An algorithm for solving Google Code Jam tutorial problem C

Question

I'd like to understand the algorithm that solves Google Code Jam, Tutorial, Problem C. So far I wrote my own basic implementation that solves the small problem. I find that it's unable to deal with the large problem (complexity O(min(n, 2*k)! which is 30! in the larger data set).

I found this solution page, but the solutions are of course not documented (there's a time limit to the context). I saw that at least one of the solutions used the Union Find data structure, but I don't understand how it's applied here.

Does anyone know of a page with the algorithms that solve these problems, not just code?

Answer 1

Not sure if there's a better way to deal with this near duplicate of GCJ - Hamiltonian Cycles, but here's my answer from there:

The O(2^k)-based solution uses the inclusion-exclusion principle. Given that there are k forbidden edges, there are 2^k subsets of those edges, including the set itself and the empty set.

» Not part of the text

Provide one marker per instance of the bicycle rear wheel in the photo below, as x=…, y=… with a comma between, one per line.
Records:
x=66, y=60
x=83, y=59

For instance, if there were 3 forbidden edges: {A, B, C}, there would be 2³=8 subsets: {}, {A}, {B}, {C}, {A,B}, {A,C}, {B,C}, {A,B,C}.

For each subset, you calculate the number of cycles that include at least all the edges in that subset . If the number of cycles containing edges s is f(s) and S is the set of all forbidden edges, then by the inclusion-exclusion principle, the number of cycles without any forbidden edges is:

 sum, for each subset s of S: f(s) * (-1)^|s|

where |s| is the number of elements in s. Put another way, the sum of the number of cycles with any edges minus the number of cycles with at least 1 forbidden edge plus the number with at least 2 forbidden edges, ...

Calculating f(s) is not trivial -- at least I didn't find an easy way to do it. You might stop and ponder it before reading on.

To calculate f(s), start with the number of permutations of the nodes not involved with any s nodes. If there are m such nodes, there are m! permutations, as you know. Call the number of permutations c.

Now examine the edges in s for chains. If there are any impossible combinations, such as a node involved with 3 edges or a subcycle within s, then f(s) is 0.

Otherwise, for each chain increment m by 1 and multiply c by 2m. (There are m places to put the chain in the existing permutations and the factor of 2 is because the chain can be forwards or backwards.) Finally, f(s) is c/(2m). The last division converts permutations to cycles.

Answer 2

The important limit imposed on the input data is that the number of forbidden edges k<=15.

You can proceed by inclusion and exclusion:

• calculate the number of all cycles ((n-1)!),
• for each forbidden edge e, substract the number of cycles that contains it ((n-2)!/2, unless n is very small),
• for each pair of forbidden edges e,f, add the number of cycles that contain both of them (this will depend on whether e and f touch),
• for each triple ..., substract ...,
• etc.

Since there are only 2^k <= 32768 subsets of F (the set of all forbidden edges), you will get a reasonable bound on the running time.

The analysis of the google code jam problem Endless Knight uses a similar idea.

Answer 3

Hamiltonian cycle problem is a special case of travelling salesman problem (obtained by setting the distance between two cities to a finite constant if they are adjacent and infinity otherwise.)

These are NP Complete problems which in simple words means no fast solution to them is known.

For solving questions on Google Code Jam you should know Algorimths Analysis and Design though they can be solved in exponential time and don't worry Google knows that very well. ;)

The following sources should be enough to get you started:

1. MIT Lecture Videos: "Introduction to Algorithims"

2. TopCoder Tutorials

3. http://dustycodes.wordpress.com

4. Book: Introduction to Algorithms [Cormen, Leiserson, Rivest & Stein]

5. The Algorithm Design Manual [Steven S. Skiena]